Getting Up Close and Personal: What Makes an Endosome Special in GPCR Signaling

Abstract

G protein-coupled receptors (GPCRs), a class of critical regulators of mammalian physiology, can initiate unique functional responses depending on the subcellular compartment of their activation. Yet, how endosomal receptors transduce location-biased outcomes remains poorly understood. Efforts to uncover the mechanistic basis of compartmentalized GPCR signaling have largely focused on the biochemical aspect of this regulation through dissection of the relevant factors. Here, we assessed the biophysical positioning of receptor-containing endosomes as an alternative salient mechanism coordinating the transduction of spatially-biased responses. We focused on the beta2-adrenergic receptor (β2AR), a prototypical GPCR that signals from early endosomes via cyclic AMP (cAMP) production. We examined the role of endosome positioning in the context of gene transcription as a representative signaling readout, because endosomal β2ARs are well-known to selectively stimulate transcriptional reprogramming. First, we developed subcellular-localized cAMP and protein kinase A (PKA) sensors to enable selective quantification of endosomal GPCR-mediated activity. We also generated two complementary optical readouts that enable robust measurements of bulk- and gene-specific GPCR/cAMP-dependent transcription with single-cell resolution. We next overcame a technical challenge that has hindered the direct assessment of the functional role of endosome positioning by devising a strategy to selectively and rapidly redistribute receptor-containing endosomes ‘on command’ in intact cells without perturbing their biochemical composition.
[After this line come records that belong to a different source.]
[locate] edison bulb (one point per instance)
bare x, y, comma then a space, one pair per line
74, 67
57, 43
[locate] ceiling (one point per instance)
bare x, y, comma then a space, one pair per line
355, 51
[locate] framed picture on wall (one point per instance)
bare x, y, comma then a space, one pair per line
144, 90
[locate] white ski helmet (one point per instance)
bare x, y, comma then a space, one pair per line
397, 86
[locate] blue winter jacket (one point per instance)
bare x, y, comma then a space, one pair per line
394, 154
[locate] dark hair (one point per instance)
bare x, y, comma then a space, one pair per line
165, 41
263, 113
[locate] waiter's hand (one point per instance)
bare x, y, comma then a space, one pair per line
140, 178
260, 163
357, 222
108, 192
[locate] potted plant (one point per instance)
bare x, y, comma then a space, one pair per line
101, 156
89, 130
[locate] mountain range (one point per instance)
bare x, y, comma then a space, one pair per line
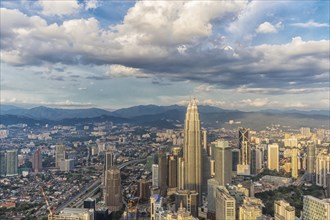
165, 116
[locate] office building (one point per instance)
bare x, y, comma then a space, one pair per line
244, 145
113, 195
192, 151
251, 209
188, 199
162, 172
75, 214
283, 210
235, 159
3, 163
172, 171
225, 204
322, 168
311, 162
315, 209
155, 179
37, 161
59, 154
11, 163
273, 157
305, 132
294, 163
67, 165
222, 155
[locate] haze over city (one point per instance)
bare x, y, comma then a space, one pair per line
245, 55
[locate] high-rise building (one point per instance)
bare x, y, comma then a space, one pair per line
314, 208
244, 145
311, 162
75, 213
172, 171
59, 154
11, 163
294, 162
225, 204
155, 180
222, 155
273, 157
322, 168
305, 132
144, 189
251, 209
235, 159
113, 195
283, 210
162, 172
37, 161
3, 163
192, 151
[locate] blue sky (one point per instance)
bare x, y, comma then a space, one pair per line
245, 55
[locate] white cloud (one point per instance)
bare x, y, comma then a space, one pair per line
59, 7
266, 27
91, 4
310, 24
123, 71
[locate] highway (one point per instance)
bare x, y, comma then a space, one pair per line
90, 190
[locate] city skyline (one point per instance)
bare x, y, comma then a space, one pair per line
245, 55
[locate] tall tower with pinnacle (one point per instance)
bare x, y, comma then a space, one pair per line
192, 151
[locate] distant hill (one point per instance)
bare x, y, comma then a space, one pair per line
42, 112
167, 116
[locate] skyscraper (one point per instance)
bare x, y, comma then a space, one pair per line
244, 145
3, 163
190, 187
225, 204
155, 180
37, 161
192, 150
162, 172
222, 155
11, 158
59, 154
113, 196
294, 162
172, 171
273, 157
311, 162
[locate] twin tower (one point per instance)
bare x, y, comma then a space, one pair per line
189, 192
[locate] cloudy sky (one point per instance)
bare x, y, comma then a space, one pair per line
232, 54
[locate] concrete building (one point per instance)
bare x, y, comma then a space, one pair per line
59, 154
172, 171
75, 214
251, 209
315, 209
113, 195
322, 168
222, 156
11, 163
225, 204
192, 151
273, 157
37, 161
155, 179
294, 163
311, 162
162, 172
283, 210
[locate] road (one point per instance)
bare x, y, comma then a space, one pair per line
91, 189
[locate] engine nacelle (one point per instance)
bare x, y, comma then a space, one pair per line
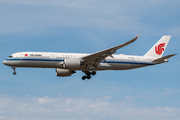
64, 72
72, 63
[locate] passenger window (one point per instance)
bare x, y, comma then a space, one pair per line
10, 56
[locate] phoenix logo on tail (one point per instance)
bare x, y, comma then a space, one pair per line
159, 49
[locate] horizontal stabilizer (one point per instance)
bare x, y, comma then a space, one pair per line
162, 59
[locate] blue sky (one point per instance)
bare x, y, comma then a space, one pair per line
87, 26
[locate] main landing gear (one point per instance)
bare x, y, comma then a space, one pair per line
88, 74
14, 69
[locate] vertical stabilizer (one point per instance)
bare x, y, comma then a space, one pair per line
158, 49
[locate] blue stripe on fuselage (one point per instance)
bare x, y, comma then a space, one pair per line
60, 60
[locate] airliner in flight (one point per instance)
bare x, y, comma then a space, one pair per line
67, 64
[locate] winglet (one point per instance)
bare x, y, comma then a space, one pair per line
138, 35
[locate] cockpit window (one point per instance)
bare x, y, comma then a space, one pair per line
10, 56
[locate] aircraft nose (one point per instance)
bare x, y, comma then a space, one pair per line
5, 62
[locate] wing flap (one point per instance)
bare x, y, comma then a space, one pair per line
162, 59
By combining these readouts with rapid endosome relocalization, we established that disruption of native endosome positioning inhibits the initiation of the endosome-dependent responses. Lastly, utilizing the cAMP and PKA sensors, we demonstrated a prominent mechanistic role of local PKA activity and phosphodiesterase (PDE)-mediated cAMP hydrolysis in this process. This dissertation work, therefore, illuminates a novel mechanism regulating GPCR function by identifying endosome positioning as the principal mediator of spatially-selective receptor signaling.